“As the day of the great convocation drew nigh, the proclamations of high churchmen rang out across the Land…”
Yes, it’s getting intense, even a bit medieval, if you like Bishop Finn’s Muslim crusader analogy. The Globe’s Michael Paulson has a very good and comprehensive take this morning.

While the intensity of the election battle and the role of abortion and religion (namely, the Catholic Church) is undisputed, the number of “single-issue” bishops (as the “abortion-trumps-all-vote-GOP” prelates are termed) is all over the map.
Rocco updates his original “guesstimate” of 50 bishops with a detailed reckoning–and raises the total to more than 60. He lists them, with links to relevant documents for those who wish to peruse. At the RNS blog, Dan Burke notes that one pro-life activist makes that 89 bishops (out of nearly 200 heads of dioceses).
These are judgment calls, and tough to nail down. At CWNews, Phil Lawler cites Bishop Cupich’s America essay about racism as a direct contrast to Bishop Gracida’s blast at “Barack Hussein Obama.”
That seems like a stretch, to say the least. But he also portrays an apparently real division between the bishops of Arizona:

“The contrasting statements by American bishops has produced a striking contrast in the state of Arizona, where Bishop Thomas Olmstead of Phoenix has produced a hard-hitting booklet entitled Catholics in the Public Square, arguing that abortion is the paramount issue in this campaign, and distributed over 100,000 copies to parishioners in his diocese. In neighboring Tucson, Bishop Gerald Kicanas has not given permission for pro-life activists to hand out Bishop Olmsted’s booklet in parishes…”

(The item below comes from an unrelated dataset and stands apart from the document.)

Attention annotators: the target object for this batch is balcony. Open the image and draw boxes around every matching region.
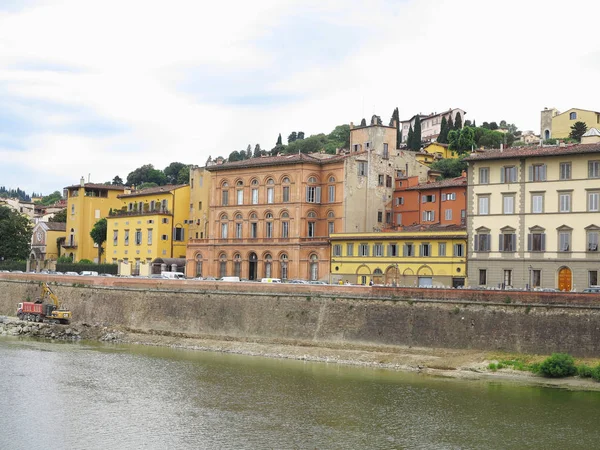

As an antidote to all this, try Baltimore Archbishop Edwin O’Brien’s pre-election column in this week’s archdiocesan paper. Baltimore Archbishop Edwin O’Brien’s election eve column, which recognizes the division within the hierarchy…but he hews to first principles, takes a serious and sensitive approach, and says he will not engage in public battles over reception of the Eucharist:

Our Conference of Catholic Bishops has agreed overwhelmingly that there can be differing pastoral approaches at this critically teachable moment. Some American bishops, after engaging public officeholders to no avail on this serious issue, have opted to forbid their reception of the Eucharist within their jurisdictions. In so doing they are within their rights, and I respect their decision. However, and upon soul-searching reflection and prayer, I have decided that I will not take this public step. Let me note the following points in support of what I pray is a prudent decision on my part:
1. In contrast to and in spite of the measured tones of several bishops who have made this decision, many of the letters I have received and advertisements I have seen calling for this penalty reflect an uncharitable anger and even a vindictiveness that undermine the healing intent of those bishops’ decrees.

2. At this stage, the divisive result of such an action in the Archdiocese of Baltimore both within and outside the Catholic community would, in my opinion, prove counterproductive to our evangelizing efforts and to our overall unity.
3. In this unique and highly charged atmosphere, it is likely inevitable that such a step, in spite of any appropriate attempts on our part to explain it, would be distorted as constituting an unwise and unwarranted intrusion of the Church in the political life of the community. It might even undermine pro-life politicians, suggesting that their position is simply a consequence of pressure from the institutional Church, rather than the result of the Church’s clear obligation to defend the dignity of every human life.
How grateful we must be to those public figures (a good many of whom are not Catholic) who often put their careers on the line in defense of innocent human life. As for those Catholics unwilling to defend life, I would hope that prayer and the graces that would accompany discussion and persuasion would help bring about a conversion of mind and heart. We ask no politician to do anything unconstitutional or immoral in pursuing legal steps to avoid the killing of innocent human life and in defending women too often victimized and traumatized by a powerful abortion industry.
We ask all our public servants to reflect upon the words of St. Thomas More, the patron saint of those who hold public office. From the gallows which would soon claim his life, he declared that he would die “the king’s good servant, but God’s first.” Whose servant, my admirable friends in public life, do you claim to be?
As a bishop of the Catholic Church, I must be authoritative in explaining the Church’s 2,000-year teaching on a matter as basic as life and death. I pledge not to be confrontational, however, and would welcome a private discussion of this message with those who seek or hold public office.
Finally, I ask for your prayer for me and our Conference of Bishops as we meet here in plenary session next month in efforts to provide just and effective moral guidance for our people and our leaders whom we seek to serve.

Whatever the reality, the post-election hierarchical convo in Baltimore should be interesting.